Ja’far Mojtahedi (Persian : جعفر مجتهدی) born on January 25, 1925, in Tabriz, was an Iranian mystic who preached love and seeking intercession (tawassul) to the Ahl al-Bayt as the best spiritual path. He died in Mashhad on January 26, 1996. Until 2015 at least eight books have written about him.

== Life ==
Ja'far Mojtahedi was born on February 1, 1924, to a religious and prosperous family in Tabriz. His father, Mirza Yusuf, was a devotee of Husayn ibn Ali, to the extent that he often led the caravan of pilgrims to Karbala from Tabriz and paid for the expenses of the poor pilgrims himself.
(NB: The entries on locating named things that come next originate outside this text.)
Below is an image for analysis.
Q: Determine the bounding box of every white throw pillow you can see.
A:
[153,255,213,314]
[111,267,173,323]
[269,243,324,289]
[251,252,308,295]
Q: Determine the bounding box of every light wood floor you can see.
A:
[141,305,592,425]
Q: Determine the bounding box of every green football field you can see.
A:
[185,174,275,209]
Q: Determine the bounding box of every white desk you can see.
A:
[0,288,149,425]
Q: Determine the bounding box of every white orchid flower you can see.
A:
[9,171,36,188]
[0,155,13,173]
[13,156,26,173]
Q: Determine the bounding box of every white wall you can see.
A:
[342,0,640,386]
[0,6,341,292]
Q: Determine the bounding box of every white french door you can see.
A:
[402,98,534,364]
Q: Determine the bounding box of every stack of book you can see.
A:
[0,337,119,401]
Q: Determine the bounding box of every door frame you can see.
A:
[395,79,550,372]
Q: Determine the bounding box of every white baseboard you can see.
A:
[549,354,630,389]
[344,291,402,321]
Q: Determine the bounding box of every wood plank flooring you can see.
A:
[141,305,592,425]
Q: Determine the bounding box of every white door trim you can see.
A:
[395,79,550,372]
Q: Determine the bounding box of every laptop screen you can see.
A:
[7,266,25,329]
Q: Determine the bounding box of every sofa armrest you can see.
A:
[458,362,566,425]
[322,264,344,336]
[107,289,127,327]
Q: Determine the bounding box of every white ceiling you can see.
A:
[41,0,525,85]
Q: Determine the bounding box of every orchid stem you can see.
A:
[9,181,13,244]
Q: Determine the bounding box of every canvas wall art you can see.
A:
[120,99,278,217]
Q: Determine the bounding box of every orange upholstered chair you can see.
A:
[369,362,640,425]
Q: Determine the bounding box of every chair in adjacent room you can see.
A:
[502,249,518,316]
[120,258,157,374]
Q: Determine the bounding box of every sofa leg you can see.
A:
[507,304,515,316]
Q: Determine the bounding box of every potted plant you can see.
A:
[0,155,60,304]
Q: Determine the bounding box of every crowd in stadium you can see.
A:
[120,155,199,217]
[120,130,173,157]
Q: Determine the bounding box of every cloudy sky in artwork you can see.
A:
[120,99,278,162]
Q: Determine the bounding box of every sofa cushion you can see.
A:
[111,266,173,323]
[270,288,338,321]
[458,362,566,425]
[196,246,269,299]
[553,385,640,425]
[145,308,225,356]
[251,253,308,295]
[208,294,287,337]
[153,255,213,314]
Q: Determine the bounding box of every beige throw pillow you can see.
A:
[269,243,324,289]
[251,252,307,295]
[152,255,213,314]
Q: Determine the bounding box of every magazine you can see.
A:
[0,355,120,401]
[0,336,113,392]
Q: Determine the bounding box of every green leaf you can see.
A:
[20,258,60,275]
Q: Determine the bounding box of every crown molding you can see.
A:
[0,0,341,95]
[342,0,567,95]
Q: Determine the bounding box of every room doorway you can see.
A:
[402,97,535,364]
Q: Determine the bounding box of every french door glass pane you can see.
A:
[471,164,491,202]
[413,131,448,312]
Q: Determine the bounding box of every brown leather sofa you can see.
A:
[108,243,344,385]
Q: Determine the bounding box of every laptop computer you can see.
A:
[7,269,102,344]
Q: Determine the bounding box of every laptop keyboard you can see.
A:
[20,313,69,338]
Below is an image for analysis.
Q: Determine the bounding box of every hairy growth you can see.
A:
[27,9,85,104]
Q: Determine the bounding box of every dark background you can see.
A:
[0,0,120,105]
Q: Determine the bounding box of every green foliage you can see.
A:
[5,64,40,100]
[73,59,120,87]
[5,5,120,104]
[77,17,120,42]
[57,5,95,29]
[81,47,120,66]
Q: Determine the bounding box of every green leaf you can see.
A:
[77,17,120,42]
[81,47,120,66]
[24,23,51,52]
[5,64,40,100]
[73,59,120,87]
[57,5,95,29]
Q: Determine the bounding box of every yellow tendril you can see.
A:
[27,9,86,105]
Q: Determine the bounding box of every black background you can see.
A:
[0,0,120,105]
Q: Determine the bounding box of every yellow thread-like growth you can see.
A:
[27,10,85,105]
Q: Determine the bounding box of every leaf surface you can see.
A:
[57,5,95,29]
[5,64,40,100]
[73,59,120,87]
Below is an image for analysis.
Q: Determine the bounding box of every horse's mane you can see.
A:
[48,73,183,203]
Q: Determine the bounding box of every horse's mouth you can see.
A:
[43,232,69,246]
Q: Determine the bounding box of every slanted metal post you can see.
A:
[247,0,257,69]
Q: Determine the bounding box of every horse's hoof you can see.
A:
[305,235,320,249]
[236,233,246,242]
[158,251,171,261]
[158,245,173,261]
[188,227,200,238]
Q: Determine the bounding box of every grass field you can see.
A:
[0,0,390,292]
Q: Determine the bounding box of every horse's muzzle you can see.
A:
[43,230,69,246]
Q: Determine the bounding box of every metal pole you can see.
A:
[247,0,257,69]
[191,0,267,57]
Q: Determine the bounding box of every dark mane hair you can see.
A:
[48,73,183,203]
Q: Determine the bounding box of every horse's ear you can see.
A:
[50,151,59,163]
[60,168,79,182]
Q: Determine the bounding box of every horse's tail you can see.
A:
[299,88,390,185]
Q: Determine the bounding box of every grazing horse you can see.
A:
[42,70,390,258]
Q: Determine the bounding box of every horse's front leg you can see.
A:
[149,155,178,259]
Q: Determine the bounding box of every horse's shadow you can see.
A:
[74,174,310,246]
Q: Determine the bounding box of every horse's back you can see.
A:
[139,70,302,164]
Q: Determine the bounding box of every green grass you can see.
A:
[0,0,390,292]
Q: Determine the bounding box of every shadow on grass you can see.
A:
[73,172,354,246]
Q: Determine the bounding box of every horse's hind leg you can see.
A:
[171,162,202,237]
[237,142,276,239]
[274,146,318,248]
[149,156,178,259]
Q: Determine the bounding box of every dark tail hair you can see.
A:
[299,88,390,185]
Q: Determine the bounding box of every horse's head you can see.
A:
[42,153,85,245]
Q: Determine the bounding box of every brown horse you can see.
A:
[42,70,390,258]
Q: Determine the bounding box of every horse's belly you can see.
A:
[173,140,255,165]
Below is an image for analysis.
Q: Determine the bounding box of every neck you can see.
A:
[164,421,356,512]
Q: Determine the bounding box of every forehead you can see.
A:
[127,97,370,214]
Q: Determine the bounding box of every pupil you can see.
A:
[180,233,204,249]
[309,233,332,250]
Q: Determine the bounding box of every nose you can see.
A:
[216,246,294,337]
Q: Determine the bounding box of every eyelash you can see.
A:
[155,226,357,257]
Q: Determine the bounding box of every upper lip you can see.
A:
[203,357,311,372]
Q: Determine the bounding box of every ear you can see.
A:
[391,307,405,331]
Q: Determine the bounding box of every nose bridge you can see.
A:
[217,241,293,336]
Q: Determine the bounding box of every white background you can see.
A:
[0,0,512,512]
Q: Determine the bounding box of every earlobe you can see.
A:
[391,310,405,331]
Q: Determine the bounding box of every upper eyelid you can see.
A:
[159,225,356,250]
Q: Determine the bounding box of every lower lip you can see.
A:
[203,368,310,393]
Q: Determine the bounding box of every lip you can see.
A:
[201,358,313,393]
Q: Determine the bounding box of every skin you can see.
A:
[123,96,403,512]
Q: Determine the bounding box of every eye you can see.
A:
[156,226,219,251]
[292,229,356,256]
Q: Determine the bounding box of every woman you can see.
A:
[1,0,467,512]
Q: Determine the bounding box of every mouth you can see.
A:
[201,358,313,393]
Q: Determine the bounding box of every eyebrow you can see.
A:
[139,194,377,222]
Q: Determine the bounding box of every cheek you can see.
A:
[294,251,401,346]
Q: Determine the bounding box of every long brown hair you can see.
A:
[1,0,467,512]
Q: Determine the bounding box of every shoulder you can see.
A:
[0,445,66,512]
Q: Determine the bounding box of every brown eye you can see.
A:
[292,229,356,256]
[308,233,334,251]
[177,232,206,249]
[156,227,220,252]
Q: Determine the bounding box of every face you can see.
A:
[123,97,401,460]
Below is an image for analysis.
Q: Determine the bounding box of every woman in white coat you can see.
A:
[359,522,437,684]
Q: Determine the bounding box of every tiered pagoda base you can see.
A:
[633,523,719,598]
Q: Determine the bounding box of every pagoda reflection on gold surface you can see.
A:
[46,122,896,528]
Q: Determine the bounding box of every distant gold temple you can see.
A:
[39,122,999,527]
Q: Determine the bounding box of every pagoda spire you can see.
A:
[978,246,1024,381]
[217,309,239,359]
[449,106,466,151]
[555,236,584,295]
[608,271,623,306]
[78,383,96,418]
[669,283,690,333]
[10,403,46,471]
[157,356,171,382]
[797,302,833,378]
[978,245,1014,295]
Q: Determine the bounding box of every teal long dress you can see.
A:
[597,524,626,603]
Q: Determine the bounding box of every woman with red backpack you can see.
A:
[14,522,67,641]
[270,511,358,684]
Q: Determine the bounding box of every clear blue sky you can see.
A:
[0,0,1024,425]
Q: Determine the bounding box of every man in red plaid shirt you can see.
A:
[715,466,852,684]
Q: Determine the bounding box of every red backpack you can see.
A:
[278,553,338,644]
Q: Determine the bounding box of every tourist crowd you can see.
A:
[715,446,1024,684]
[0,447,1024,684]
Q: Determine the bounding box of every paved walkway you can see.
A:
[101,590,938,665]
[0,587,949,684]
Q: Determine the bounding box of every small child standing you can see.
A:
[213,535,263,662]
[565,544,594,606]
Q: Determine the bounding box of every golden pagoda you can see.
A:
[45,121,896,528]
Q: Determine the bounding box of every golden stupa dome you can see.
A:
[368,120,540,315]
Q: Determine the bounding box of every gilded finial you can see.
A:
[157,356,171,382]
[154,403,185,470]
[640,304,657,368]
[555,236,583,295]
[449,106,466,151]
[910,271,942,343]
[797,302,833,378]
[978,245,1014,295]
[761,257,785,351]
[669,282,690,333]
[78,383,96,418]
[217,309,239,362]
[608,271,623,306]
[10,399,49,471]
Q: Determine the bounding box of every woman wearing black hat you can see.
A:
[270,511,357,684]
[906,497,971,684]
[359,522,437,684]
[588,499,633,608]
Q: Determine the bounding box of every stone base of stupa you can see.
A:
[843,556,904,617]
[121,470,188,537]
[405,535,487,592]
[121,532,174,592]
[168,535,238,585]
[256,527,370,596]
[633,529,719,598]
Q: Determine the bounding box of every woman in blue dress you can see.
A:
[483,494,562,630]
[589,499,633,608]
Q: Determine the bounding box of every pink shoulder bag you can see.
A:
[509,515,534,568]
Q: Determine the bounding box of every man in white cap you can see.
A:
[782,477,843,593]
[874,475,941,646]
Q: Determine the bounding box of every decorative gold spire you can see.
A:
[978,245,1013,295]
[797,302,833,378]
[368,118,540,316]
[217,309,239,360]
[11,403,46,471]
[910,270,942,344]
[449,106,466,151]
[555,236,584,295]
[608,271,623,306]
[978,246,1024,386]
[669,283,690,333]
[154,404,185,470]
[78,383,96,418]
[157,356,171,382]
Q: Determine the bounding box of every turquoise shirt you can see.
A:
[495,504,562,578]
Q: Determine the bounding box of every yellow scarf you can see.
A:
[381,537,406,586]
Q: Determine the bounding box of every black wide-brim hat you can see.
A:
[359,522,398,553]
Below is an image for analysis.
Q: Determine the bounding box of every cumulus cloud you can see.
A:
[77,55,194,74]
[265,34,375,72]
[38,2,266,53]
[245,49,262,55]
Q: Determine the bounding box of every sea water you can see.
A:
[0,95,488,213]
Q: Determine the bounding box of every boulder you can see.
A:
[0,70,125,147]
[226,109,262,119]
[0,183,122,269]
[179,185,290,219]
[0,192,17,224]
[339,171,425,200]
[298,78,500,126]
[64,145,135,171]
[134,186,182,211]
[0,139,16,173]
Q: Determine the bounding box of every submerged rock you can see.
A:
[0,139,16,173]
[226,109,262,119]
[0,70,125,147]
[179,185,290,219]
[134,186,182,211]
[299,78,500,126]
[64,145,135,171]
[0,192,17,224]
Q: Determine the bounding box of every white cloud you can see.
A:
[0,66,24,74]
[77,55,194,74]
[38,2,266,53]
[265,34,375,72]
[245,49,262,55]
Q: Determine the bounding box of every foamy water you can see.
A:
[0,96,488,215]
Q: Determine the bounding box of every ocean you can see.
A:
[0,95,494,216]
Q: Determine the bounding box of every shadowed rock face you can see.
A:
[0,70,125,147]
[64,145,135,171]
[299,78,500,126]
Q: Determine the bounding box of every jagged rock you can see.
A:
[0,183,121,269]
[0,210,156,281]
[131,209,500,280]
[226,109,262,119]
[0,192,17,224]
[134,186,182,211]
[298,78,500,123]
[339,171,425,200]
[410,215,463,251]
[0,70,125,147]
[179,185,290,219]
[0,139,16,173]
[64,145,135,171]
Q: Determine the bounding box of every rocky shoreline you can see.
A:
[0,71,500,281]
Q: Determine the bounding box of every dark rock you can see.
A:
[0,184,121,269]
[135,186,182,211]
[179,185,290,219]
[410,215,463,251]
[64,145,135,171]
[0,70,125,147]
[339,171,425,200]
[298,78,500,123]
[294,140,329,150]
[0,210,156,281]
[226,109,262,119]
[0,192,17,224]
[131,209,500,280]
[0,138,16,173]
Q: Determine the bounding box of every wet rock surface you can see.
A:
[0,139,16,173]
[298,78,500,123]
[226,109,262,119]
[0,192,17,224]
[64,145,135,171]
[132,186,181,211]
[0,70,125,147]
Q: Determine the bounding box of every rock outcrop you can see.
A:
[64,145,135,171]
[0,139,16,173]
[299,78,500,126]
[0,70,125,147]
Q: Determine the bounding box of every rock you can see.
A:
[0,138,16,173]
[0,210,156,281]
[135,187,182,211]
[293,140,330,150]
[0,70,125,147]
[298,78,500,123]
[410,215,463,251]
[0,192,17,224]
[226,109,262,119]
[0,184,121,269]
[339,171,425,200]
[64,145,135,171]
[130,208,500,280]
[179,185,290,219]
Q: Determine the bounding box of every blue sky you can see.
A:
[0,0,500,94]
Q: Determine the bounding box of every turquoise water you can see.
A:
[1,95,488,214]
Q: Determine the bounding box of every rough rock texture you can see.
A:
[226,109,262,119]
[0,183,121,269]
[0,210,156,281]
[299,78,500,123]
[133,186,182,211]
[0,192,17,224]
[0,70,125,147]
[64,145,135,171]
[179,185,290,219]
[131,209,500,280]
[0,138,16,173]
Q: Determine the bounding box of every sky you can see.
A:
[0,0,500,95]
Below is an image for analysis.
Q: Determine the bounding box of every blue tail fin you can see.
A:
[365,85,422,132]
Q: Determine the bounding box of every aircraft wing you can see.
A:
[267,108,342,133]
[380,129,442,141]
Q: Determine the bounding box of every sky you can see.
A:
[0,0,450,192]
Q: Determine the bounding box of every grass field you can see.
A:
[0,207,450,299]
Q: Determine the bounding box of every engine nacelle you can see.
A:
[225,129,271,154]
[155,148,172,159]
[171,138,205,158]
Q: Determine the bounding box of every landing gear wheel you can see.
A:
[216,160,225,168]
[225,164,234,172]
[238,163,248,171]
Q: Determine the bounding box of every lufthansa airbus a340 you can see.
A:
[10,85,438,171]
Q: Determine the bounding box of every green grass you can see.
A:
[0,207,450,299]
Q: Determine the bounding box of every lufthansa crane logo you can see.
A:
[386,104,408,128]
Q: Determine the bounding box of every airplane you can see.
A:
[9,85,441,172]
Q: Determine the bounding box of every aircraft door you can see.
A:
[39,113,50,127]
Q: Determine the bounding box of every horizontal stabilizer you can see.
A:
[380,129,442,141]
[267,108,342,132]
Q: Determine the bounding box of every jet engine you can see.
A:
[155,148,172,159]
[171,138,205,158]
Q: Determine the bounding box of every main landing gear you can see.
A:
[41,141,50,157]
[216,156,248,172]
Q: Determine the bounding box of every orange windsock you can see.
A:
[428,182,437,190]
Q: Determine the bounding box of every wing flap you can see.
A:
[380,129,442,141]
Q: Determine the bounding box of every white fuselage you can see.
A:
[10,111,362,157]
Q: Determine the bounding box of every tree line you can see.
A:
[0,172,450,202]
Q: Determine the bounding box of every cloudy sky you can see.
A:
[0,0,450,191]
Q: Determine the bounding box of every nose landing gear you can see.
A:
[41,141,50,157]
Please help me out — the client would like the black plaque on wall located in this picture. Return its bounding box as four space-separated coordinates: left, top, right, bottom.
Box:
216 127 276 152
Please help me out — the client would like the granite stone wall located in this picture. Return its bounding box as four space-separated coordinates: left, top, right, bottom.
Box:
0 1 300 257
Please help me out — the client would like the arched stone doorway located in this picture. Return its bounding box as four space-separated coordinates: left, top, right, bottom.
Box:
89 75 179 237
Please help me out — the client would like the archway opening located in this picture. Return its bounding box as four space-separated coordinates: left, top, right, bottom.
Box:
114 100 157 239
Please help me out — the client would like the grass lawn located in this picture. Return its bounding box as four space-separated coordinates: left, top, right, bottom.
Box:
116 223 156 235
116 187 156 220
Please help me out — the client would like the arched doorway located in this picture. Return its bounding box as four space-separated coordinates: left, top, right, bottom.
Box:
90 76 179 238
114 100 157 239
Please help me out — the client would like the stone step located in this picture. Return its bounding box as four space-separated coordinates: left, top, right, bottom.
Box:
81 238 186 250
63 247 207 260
Ja'far received his primary education in Tabriz and did not receive the traditional seminary education, but he was fully versed in Persian and Arabic texts and literature.
Ja'far set out for Karbala on foot at a young age, but was imprisoned on the way for an unknown crime. In prison and after his release, many incidents happened to him, all of which resulted in greater recourse to and adherence to the Ahl al-Bayt and he became very exceptional and distinguished in his appeal to the infallible Imams.
Ja'far settled in Qom at the age of 20. In the last years of his life, Sheikh Ja'far settled near the Imam Reza shrine for about four years. He died in 1374 AH.